Her role model and motivator throughout this process has been retired Lt. Col. Dan Schilling, a 30-year special operations and Black Hawk Down veteran. While he did not influence her decision to become a cavalry scout, he is someone she looks up to and she aspires to have the same experiences he had when he served in the military.

“In Sgt. Wildman I recognized the latent trifecta of adaptability, audaciousness and relentless pursuit of a goal,” Schilling said. “What she needed was encouragement and some direction.

“From there I knew she’s self-actualized enough that those traits would land her in the right mission space with like-minded individuals — as indeed it appears to be doing.”
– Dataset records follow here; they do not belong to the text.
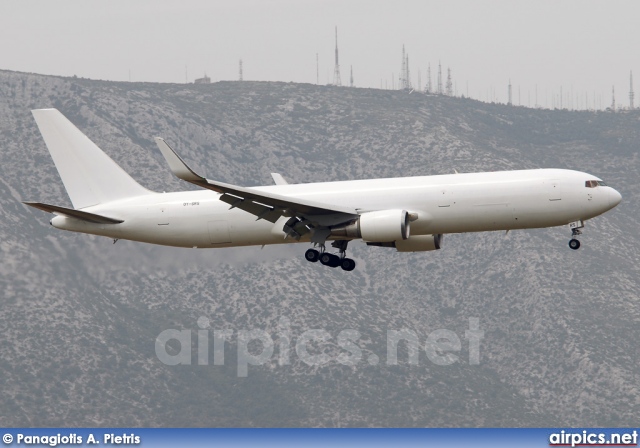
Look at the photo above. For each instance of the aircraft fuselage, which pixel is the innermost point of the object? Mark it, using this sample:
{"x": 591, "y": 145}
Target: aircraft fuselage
{"x": 454, "y": 203}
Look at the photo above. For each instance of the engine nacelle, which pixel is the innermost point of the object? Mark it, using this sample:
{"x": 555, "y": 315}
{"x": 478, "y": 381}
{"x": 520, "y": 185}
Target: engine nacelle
{"x": 383, "y": 226}
{"x": 419, "y": 243}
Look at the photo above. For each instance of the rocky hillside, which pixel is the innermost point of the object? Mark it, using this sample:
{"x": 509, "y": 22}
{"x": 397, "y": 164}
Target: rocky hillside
{"x": 79, "y": 316}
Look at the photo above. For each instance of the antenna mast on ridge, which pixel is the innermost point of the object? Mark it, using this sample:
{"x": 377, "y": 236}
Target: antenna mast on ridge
{"x": 336, "y": 70}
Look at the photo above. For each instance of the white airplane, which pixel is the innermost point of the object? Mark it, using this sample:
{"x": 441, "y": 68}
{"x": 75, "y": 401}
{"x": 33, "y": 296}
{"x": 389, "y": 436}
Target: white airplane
{"x": 407, "y": 213}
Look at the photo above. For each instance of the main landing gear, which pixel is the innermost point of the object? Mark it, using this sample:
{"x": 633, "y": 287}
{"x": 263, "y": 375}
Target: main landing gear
{"x": 575, "y": 226}
{"x": 332, "y": 260}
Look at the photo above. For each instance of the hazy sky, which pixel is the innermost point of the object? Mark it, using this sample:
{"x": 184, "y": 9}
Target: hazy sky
{"x": 583, "y": 46}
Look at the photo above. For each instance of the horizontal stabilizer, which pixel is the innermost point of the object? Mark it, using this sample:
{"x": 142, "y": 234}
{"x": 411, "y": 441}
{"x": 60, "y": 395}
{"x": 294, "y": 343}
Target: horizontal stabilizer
{"x": 77, "y": 214}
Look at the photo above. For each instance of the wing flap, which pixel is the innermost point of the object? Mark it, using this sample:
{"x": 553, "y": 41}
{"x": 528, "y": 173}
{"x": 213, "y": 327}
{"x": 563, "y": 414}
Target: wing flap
{"x": 263, "y": 204}
{"x": 77, "y": 214}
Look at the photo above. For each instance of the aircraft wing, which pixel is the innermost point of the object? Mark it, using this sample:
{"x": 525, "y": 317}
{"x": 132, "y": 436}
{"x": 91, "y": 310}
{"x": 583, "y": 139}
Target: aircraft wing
{"x": 304, "y": 214}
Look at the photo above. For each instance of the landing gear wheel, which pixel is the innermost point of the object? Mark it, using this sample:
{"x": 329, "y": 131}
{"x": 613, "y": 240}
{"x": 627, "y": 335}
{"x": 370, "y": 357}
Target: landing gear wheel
{"x": 347, "y": 264}
{"x": 325, "y": 258}
{"x": 312, "y": 255}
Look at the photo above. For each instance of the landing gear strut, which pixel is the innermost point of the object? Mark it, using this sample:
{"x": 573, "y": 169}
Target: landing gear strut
{"x": 332, "y": 260}
{"x": 575, "y": 226}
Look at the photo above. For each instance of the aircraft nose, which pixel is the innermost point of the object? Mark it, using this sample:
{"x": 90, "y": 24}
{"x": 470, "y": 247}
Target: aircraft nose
{"x": 614, "y": 198}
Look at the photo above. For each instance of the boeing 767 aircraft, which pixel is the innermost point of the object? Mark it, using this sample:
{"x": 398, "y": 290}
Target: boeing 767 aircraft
{"x": 408, "y": 213}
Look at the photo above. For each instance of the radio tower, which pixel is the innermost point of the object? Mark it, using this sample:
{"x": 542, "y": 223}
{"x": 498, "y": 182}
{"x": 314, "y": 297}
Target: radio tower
{"x": 336, "y": 70}
{"x": 613, "y": 98}
{"x": 631, "y": 95}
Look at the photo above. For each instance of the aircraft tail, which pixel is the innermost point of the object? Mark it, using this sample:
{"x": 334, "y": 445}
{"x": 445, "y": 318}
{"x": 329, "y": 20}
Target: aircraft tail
{"x": 89, "y": 175}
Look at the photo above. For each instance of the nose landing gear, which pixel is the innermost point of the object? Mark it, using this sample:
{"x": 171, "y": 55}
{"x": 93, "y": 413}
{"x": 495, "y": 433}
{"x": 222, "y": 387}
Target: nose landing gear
{"x": 332, "y": 260}
{"x": 575, "y": 226}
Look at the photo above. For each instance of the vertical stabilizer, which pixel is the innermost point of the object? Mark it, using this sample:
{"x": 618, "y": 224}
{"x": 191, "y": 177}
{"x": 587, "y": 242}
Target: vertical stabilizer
{"x": 89, "y": 175}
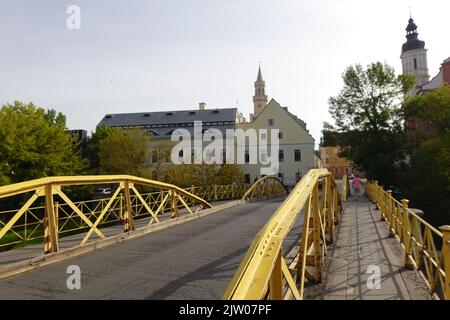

Wildman knows she’s not the first female Soldier to transition to a combat arms branch, and that really wasn’t her reason to make the move. It’s simply something she has wanted to do since joining the Army and is thankful for the opportunity.

Wildman offers the following advice to others, regardless of their gender.

“For the last several years, I have been told by everyone that it will never happen, or I would never make it, and that it was unrealistic to want to join the combat arms, especially to leave cyber for that,” Wildman said.

“Despite being told by just about everyone to throw in the towel, I never gave up and here I am as a 19D.”

And what are her career aspirations?

“My long-term goal is to be the sergeant major of the Army,” she said.

Look out Sgt. Maj. of the Army Daniel Dailey. Someone is gunning for your job.